New Jersey

Jersey City’s brown and black communities deserve better Liberty State Park

By Richard Smith

From air pollution from dirty diesel trucks to proximity to polluting industrial facilities and toxic waste sites, black and brown communities like Greenville in Jersey City have borne the brunt of the environmental injustice.

While more affluent suburban communities have acres of sports fields, communities of color often lack adequate green space and parks, forcing children to play on crumbling asphalt basketball courts or, even worse, in busy streets and narrow sidewalks.

And that’s where the kids hang out. These days, many children in disadvantaged communities are locked indoors, sitting on couches, often strapped to violent video games. Childhood obesity is more common in black and Hispanic children, according to the Centers for Disease Control.

The tragedy is that Liberty State Park borders the community of Greenville, but there’s really nothing to do there for our kids – no football fields, no basketball courts, no swimming pools, nothing, unless you want to walk or visit. they see every day.

While investments have been made in other parts of Jersey City and Hudson County over the past 20 years, resulting in historic growth and a better quality of life for many, why have leaders allowed more half of Liberty State Park to remain fenced off, unusable, and a public health threat to the community for nearly five decades due to toxic chromium and asbestos contamination?

Fortunately, we have an opportunity to clean up the hazardous waste and revitalize this land to create a bigger and better park that can offer something for everyone, including the kids of Greenville.

The People’s Park Foundation has proposed a vision that reinvents the park as a recreational oasis for the community. This plan aligns with the National Association for the Advancement of Colored People’s climate justice mission to build resilience and livability in communities that have suffered the legacy of pollution and neglect. It’s a civil rights issue.

The People’s Park vision calls for a state-of-the-art community center with basketball courts, a swimming pool and ice rink, acres of world-class outdoor sports facilities, community gardens, an outdoor market and a natural amphitheater for concerts.

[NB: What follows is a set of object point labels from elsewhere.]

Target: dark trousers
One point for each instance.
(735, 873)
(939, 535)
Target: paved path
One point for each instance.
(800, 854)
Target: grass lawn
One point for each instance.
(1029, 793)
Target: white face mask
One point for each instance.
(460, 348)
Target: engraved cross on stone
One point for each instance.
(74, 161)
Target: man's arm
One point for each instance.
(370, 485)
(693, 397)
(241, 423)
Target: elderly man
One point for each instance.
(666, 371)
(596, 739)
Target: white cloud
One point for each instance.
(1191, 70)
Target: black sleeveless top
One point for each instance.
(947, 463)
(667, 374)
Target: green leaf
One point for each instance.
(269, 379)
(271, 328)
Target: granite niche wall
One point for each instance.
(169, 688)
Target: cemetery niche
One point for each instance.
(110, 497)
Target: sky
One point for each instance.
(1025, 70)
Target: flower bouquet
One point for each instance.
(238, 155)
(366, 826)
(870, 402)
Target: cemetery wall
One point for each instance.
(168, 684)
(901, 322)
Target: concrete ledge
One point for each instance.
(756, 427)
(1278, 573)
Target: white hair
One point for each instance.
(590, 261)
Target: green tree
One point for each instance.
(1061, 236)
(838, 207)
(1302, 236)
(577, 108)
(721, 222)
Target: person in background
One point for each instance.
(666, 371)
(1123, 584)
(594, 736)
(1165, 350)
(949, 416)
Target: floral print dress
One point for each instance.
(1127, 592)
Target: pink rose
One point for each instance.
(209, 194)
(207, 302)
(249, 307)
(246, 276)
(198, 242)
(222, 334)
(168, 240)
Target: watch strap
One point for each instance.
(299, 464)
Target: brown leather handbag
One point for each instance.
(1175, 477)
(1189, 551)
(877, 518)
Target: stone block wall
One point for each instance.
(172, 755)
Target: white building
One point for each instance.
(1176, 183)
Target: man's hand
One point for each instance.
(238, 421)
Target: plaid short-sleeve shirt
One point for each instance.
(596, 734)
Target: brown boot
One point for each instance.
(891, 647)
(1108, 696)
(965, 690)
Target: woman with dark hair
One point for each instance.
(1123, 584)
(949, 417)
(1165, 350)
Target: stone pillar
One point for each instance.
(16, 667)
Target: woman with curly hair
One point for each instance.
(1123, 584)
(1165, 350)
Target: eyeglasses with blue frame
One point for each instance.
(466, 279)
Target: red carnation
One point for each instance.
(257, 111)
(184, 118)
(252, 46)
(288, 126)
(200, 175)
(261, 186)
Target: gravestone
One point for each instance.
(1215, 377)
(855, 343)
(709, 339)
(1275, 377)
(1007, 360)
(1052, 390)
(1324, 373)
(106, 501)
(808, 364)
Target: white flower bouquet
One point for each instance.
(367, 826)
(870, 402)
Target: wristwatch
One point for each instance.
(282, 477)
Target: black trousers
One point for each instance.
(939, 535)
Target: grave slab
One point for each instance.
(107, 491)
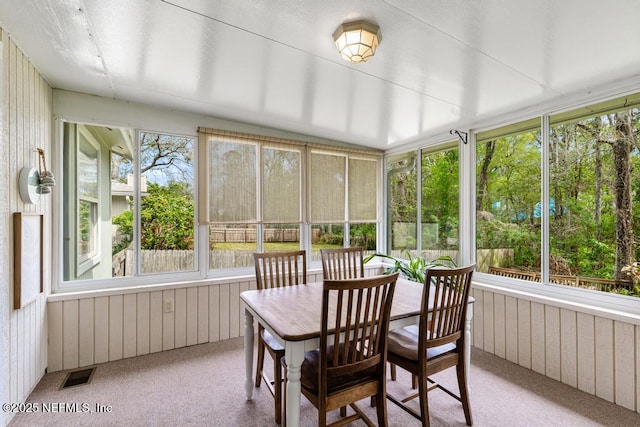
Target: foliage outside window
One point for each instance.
(593, 201)
(88, 200)
(508, 194)
(343, 201)
(438, 205)
(402, 182)
(159, 204)
(595, 220)
(254, 198)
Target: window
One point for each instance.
(440, 203)
(343, 199)
(128, 203)
(594, 195)
(131, 203)
(435, 206)
(255, 190)
(88, 201)
(257, 200)
(402, 185)
(563, 207)
(508, 199)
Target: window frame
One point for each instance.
(85, 262)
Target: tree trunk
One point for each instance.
(622, 147)
(598, 185)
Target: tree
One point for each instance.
(166, 219)
(622, 148)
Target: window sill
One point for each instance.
(601, 304)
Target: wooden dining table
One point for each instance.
(292, 315)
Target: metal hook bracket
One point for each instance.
(463, 136)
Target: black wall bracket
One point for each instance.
(463, 136)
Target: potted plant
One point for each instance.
(413, 267)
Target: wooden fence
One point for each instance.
(595, 283)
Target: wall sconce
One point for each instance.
(357, 41)
(33, 182)
(46, 177)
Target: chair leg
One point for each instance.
(464, 391)
(260, 361)
(283, 417)
(277, 389)
(423, 389)
(381, 404)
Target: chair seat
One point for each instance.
(404, 342)
(309, 373)
(270, 341)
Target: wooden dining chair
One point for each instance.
(346, 263)
(438, 341)
(273, 270)
(342, 263)
(350, 365)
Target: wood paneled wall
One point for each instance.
(25, 124)
(91, 330)
(593, 353)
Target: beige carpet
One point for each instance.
(203, 385)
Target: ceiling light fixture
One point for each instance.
(357, 41)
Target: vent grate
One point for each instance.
(77, 378)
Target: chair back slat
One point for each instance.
(447, 291)
(342, 263)
(279, 269)
(354, 337)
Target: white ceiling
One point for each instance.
(441, 63)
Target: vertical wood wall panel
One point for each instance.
(605, 367)
(155, 321)
(511, 331)
(488, 325)
(624, 362)
(214, 313)
(192, 316)
(168, 321)
(129, 322)
(224, 312)
(54, 353)
(181, 318)
(87, 328)
(142, 323)
(101, 336)
(552, 341)
(234, 312)
(499, 319)
(115, 327)
(524, 333)
(70, 334)
(478, 318)
(586, 353)
(568, 348)
(25, 117)
(538, 341)
(203, 314)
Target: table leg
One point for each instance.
(248, 353)
(294, 354)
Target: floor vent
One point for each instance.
(76, 378)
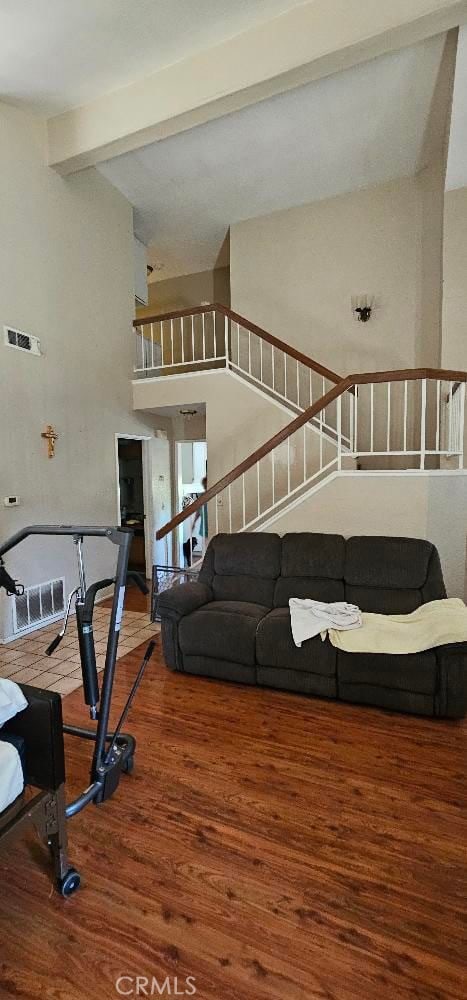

A revitalized Liberty State Park will serve as a model for other city parks across the country and be a catalyst for reinvestment in Greenville, one of Jersey City’s few communities that has been excluded from the same economic growth and opportunity. than other parts of the city.

Unfortunately, a small but vocal group of anti-park activists are fighting to protect a status quo that maintains Liberty State Park’s pollution legacy to the exclusion of black and brown communities.

But let me be clear, Liberty State Park is not their park and they don’t represent the people I represent.

Opponents of the Liberty State Park revitalization plan often point to a new 5,000-seat stadium that will finally provide local student-athletes with a spectacular venue for the Friday night lights. All seven public and private high schools in Jersey City currently share Cochrane Stadium at Caven Point, an aging 4,000-seat facility.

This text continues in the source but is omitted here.